Sickle cell disease is a rare, inherited disorder in which red blood cells become hard, sticky, and change shape, resembling farm tools. People who have it can sometimes develop vision problems when these sickle-shaped cells get stuck in small blood vessels behind the eye. Sickle retinopathy is an age-dependent process, with older people being at significantly higher risk than younger patients.
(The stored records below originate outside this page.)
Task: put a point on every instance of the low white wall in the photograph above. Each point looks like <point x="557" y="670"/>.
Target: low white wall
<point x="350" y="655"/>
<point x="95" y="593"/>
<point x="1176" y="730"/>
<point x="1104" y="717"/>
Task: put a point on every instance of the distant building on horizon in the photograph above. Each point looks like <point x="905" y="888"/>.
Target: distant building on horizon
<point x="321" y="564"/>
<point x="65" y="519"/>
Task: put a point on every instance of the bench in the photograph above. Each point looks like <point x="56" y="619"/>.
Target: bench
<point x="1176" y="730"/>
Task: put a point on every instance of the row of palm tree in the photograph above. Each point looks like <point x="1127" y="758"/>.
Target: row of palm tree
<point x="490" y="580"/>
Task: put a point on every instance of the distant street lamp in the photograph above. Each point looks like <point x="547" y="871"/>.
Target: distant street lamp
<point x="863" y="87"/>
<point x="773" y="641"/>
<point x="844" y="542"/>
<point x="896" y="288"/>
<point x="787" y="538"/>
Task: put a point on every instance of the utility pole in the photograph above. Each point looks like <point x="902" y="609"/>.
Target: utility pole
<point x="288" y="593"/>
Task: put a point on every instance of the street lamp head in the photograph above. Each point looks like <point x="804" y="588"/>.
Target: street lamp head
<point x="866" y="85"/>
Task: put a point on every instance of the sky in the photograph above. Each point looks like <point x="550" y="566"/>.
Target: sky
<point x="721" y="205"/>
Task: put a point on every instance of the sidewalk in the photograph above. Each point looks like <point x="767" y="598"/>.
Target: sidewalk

To learn more about how the condition manifests in children, researchers at the University of Tennessee Health Science Center conducted a large, retrospective review at their institution. What they found surprised them. One in three children had retinopathy, with 9 percent requiring treatment, suggesting that children need to be screened for vision problems as often as adults with sickle cell disease. The research will be presented today at AAO 2023, the 127th annual meeting of the American Academy of Ophthalmology.
Our data underscore the need for patients — including pediatric patients — with sickle cell disease to receive regular ophthalmologic screening with appropriate systemic and ophthalmic treatment.
Mary Ellen Hoehn, MD, principal investigator, professor of ophthalmology at the University of Tennessee Health Science Center
Dr. Hoehn and colleagues also evaluated the effectiveness of different therapies for sickle cell disease. They found that hydroxyurea and chronic transfusions were associated with reduced rates of retinopathy, even when accounting for different genotypes.
To conduct the study, they evaluated the records of 652 patients aged 10 to 25 years (median age: 14) who underwent eye examinations (2,240 visits) over a 12-year period. They found:
- 33 percent had nonproliferative retinopathy (NPR).
- 6 percent had proliferative retinopathy (PR).
- 33 eyes were treated with panretinal photocoagulation, usually for PR stage 3 (43 percent). Intravitreal anti-VEGF therapy was given in five eyes, all with PR.
- Other complications included retinal detachment and retinal artery occlusion in two patients.
- Visual loss (final best corrected visual acuity 20/60) following complications of sickle cell disease was observed in only one patient with central retinal artery occlusion.
“We hope that people will use this information to better care for patients with sickle cell disease, and more timely ophthalmic screening tests to prevent sight-threatening complications from this disease,” said Dr. Hohen said.